A judge refused to dismiss a weapons charge Tuesday against an Illinois man accused of shooting three people during a protest against police brutality in Wisconsin last year.
Kyle Rittenhouse, of Antioch, Illinois, shot and killed Joseph Rosenbaum and Anthony Huber and wounded Gaige Grosskreutz during the protest in Kenosha. Prosecutors charged Rittenhouse, who was 17 at the time of the protest, with multiple counts, including homicide and being a minor in possession of a firearm. His trial is set to begin Nov. 1.
Rittenhouse's attorneys have argued that he fired in self-defense after Rosenbaum, Huber and Grosskreutz attacked him. They asked Kenosha County Circuit Judge Bruce Schroeder to dismiss the weapon possession charge during a hearing Tuesday.
Corey Chirafisi, one of Rittenhouse's attorneys, argued that the statute only prohibits minors from possessing short-barreled rifles. Rittenhouse used an AR-style semiautomatic rifle with a 16-inch barrel the night of the shootings, according to Chirafisi.
The only other prohibitions on minors possessing firearms lie in the state's hunting statutes, which state that children under 12 can't hunt with guns. That doesn't apply to Rittenhouse because he was 17 on the night of the shootings, Chirafisi said.
Assistant District Attorney Thomas Binger countered that the Legislature clearly intended to bar anyone under 18 from “running around with a dangerous weapon” and that the hunting statutes don't apply because Rittenhouse wasn't hunting on the night of the protest.
Schroeder sided with Binger, but he said he might revisit the question later because the statutes aren't clear.
Binger also asked Schroeder to order reporters not to broadcast witnesses' images during what will be a high-profile trial, saying at least some of them are afraid for their safety. He didn’t say which witnesses feel unsafe or whether they’ve actually been threatened.
Rittenhouse attorney Mark Richards said he didn't know which fearful witnesses the prosecution was referring to, but that one prosecution witness has boasted about being subpoenaed on his social media accounts.
Schroeder said he wasn't sure if he has the authority to censor the media and that he's presided over other cases that he described as more “tense” than the Rittenhouse proceedings.
The attorneys also sparred over whether to allow John Black, an expert on the use of force by police, to testify for the defense at the trial.
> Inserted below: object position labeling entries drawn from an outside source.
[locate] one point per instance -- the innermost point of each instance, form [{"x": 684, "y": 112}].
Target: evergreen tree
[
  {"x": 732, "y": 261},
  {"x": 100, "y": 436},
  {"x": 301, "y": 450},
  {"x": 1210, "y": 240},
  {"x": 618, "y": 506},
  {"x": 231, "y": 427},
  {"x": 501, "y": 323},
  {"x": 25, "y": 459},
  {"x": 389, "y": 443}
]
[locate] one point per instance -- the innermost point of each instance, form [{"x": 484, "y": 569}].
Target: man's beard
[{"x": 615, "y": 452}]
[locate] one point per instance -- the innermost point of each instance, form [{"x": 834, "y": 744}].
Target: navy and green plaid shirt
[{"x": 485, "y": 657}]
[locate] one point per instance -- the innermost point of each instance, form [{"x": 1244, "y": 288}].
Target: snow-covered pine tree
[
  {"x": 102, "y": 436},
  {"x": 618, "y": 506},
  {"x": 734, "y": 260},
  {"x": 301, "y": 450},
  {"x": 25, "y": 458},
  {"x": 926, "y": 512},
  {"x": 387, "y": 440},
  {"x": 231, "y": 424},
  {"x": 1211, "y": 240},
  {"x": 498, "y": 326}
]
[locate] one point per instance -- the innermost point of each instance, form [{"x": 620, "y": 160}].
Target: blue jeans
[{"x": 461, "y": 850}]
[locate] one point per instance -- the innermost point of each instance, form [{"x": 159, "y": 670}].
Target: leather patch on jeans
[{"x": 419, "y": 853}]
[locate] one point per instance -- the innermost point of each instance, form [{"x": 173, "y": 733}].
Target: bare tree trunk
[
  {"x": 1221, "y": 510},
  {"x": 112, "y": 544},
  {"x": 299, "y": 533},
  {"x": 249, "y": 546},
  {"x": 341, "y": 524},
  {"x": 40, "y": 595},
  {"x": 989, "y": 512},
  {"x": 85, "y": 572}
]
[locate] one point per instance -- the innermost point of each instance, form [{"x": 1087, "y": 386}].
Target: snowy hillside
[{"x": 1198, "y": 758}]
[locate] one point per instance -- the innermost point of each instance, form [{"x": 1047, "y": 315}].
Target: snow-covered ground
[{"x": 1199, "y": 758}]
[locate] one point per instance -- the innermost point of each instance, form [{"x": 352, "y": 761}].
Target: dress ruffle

Binger maintained that it wasn't necessary and that jurors could decide for themselves whether Rittenhouse's actions were reasonable. Richards argued that Black could help jurors get to the facts.
Schroeder allowed Black to testify during the hearing to get an idea of what he would present at the trial. Black asserted that Rittenhouse maintained control of his gun at all times, tried to move away from Rosenbaum, Huber and Grosskreutz, and only fired when he was attacked. He noted that Huber hit Rittenhouse with a skateboard and Grosskreutz approached him with a pistol in his hand.
Schroeder took a lunch break before allowing Binger to cross-examine Black.
Prosecutors also were looking for permission to introduce a video showing Rittenhouse saying he'd like to shoot some men he thought were shoplifting from a pharmacy 15 days before the protest. Schroeder said last month that he was leaning toward excluding it. It wasn't clear if he would rule on that request Tuesday.
Schroeder last month denied both sides' request to send questionnaires to potential jurors to probe biases. The judge wrote in a letter to the attorneys that he's afraid people won't fill them out and recipients would discuss the case with family members, friends and co-workers.
“That may trigger even more conversations about the case, with consequent opinion formation,” Schroeder said.
Kenosha was in the throes of several nights of chaotic protests in August 2020 after a white police officer shot Jacob Blake, who is Black, during a domestic disturbance, leaving Blake paralyzed from the waist down. Rittenhouse, now 18, traveled to the city in response to social media posts asking for help defending city businesses.
Many conservatives flocked to support Rittenhouse, calling him a patriot for seeking to stop violent protests, making him a symbol for gun rights and raising $2 million for his bail. Others, including some liberals and activists, portrayed him as a domestic terrorist and said he made a volatile situation worse by bringing a rifle to the streets of Kenosha.